Por: Mónica Teresa Müller

 

El café de la esquina de la oficina era la parada obligada de todas las mañanas y, desde la mesa junto a la ventana, dejaba que mi mirada vagara a gusto entre los rostros de los transeúntes. Uno me llamaba la atención. Pasaba justo a la nueve y como si estuviera planeado, se persignaba frente a un ceibo que permanecía indiferente al paso de la gente; el hombre se quitaba una gorra a modo de saludo y continuaba el trayecto. No tenía un aspecto descuidado, solo la boina era de un gastado azul. Por más que intentara no mirarlo, no podía escapar a su presencia.
Pasados unos meses, comencé a inquietarme.

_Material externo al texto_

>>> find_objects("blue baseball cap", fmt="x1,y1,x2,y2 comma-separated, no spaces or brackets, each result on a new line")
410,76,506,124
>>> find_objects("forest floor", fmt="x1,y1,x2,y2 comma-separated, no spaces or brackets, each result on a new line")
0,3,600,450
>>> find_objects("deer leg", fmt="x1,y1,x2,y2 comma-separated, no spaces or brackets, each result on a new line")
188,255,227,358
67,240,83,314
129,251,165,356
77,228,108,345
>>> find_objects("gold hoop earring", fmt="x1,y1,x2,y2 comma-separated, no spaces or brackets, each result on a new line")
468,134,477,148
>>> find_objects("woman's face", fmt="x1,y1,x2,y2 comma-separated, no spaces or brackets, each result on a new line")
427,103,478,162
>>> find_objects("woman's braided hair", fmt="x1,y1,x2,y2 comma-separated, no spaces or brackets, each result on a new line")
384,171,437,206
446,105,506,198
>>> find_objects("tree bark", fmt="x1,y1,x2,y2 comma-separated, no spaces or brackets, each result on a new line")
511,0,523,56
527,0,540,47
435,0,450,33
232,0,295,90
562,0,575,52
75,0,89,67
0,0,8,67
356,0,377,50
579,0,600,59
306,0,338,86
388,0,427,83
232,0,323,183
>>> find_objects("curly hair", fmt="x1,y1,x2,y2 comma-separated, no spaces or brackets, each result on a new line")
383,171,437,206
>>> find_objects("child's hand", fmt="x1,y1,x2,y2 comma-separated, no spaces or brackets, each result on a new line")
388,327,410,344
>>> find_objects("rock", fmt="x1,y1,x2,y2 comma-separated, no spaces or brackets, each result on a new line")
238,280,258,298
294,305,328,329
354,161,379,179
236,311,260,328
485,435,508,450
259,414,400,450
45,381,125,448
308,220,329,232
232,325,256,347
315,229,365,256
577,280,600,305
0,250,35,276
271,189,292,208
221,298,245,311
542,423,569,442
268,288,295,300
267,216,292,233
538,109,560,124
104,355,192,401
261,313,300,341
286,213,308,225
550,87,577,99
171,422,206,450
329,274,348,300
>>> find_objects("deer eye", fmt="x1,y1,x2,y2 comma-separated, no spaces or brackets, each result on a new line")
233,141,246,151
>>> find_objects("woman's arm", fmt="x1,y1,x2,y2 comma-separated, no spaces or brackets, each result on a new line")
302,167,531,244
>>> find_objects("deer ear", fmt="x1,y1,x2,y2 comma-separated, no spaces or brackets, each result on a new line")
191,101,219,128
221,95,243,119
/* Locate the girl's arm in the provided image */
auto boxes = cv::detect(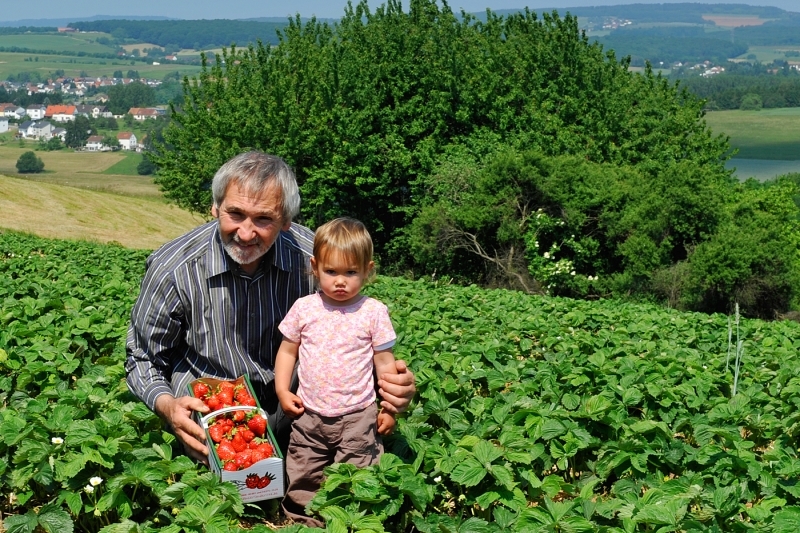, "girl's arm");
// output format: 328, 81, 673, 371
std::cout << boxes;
373, 348, 397, 435
275, 339, 305, 418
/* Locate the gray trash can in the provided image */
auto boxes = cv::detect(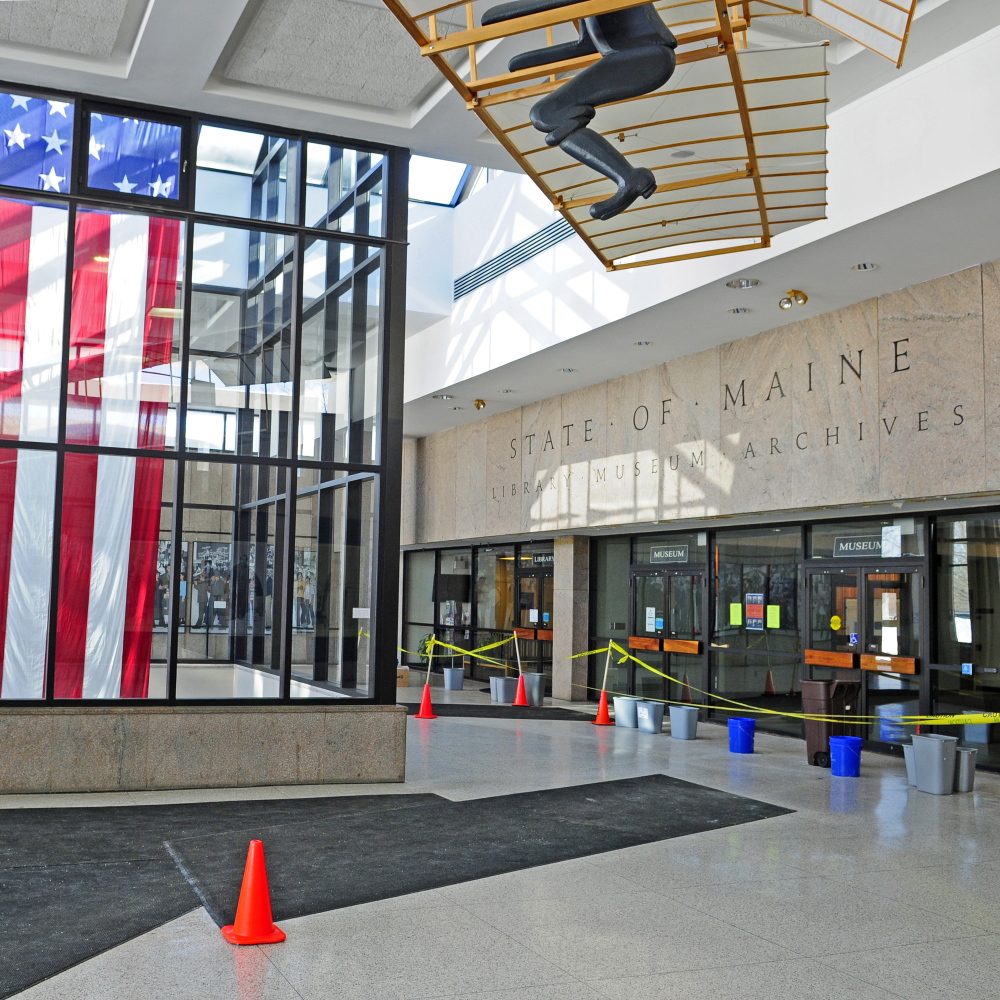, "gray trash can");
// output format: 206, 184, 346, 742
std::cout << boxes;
635, 701, 663, 733
497, 677, 517, 705
615, 694, 640, 729
670, 705, 698, 740
522, 674, 545, 708
913, 733, 958, 795
955, 747, 978, 792
903, 743, 917, 785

La causa de la preocupación apareció una noche en el sueño. El hombre de la boina trataba de decirme algo en un idioma que no reconocí. Tras el mensaje, se sacaba el gorro y me mostraba la etiqueta, impecable y en la que pude leer un nombre: Ramón. Al despertar me di cuenta que no era una marca sino una cinta bordada.
A partir de esa aquella noche, Ramón fue el centro de mis preocupaciones. No semejaba un anciano, aparentaba cincuenta y tantos años. No sabía la causa, pero reconozco que traté de descubrir el por qué de su actitud.
Una mañana, me preparé para seguirlo, pero al dar la vuelta por la avenida Belgrano, no lo encontré. Sucedió igual en otras ocasiones, pero Ramón continuó presente en mis sueños.
Recordé que los mayas consideraban y aún consideran la ceiba un árbol divino, “el árbol de la vida”, las ramas forman el cielo, el tronco el plano terrenal y las raíces tejen el inframundo. Aunque éste era un ceibo, tal vez el hombre lo adorara y sentí que la relación existía. Manejé otra hipótesis, quizá Ramón creyera como los antiguos griegos que los árboles son el primer lugar de culto en donde las fuerzas de la naturaleza potencializan la imaginación humana. De una forma u otra, Ramón había logrado que yo pensara en él constantemente.
Los sueños pasaron a ser pesadillas en las que el hombre, con atuendo unas veces maya y otras con vestimenta griega, penetraba su cuerpo en el ceibo, agitaba las ramas de las que se desprendían las rojas y carnosas flores para luego resurgir reptando desde las raíces.
Luego de meses de alucinaciones, y cafés tras la ventana del bar, decidí regresar una noche. Creo que el poder de la mente actúa cuando la fuerza interior es magnífica. Acerté en presuponer que aquella noche se presentaría mi hombre.
Apareció notablemente deteriorado, parecía haber envejecido en esos meses. Su cuerpo se doblaba hacia adelante, mientras una larga melena batallaba para no caer sobre su rostro. Vi que se arrodillaba con dificultad, se persignaba y con un cuchillo quitaba la corteza del ceibo. Lo vi llorar. Y sin atinar detenerlo, partió.
Averigüé con el tiempo que la corteza del ceibo contiene un alcaloide que posee propiedades narcóticas y sedativas que, en baños, alivian dolores; elegí creer que los de Ramón eran los del alma.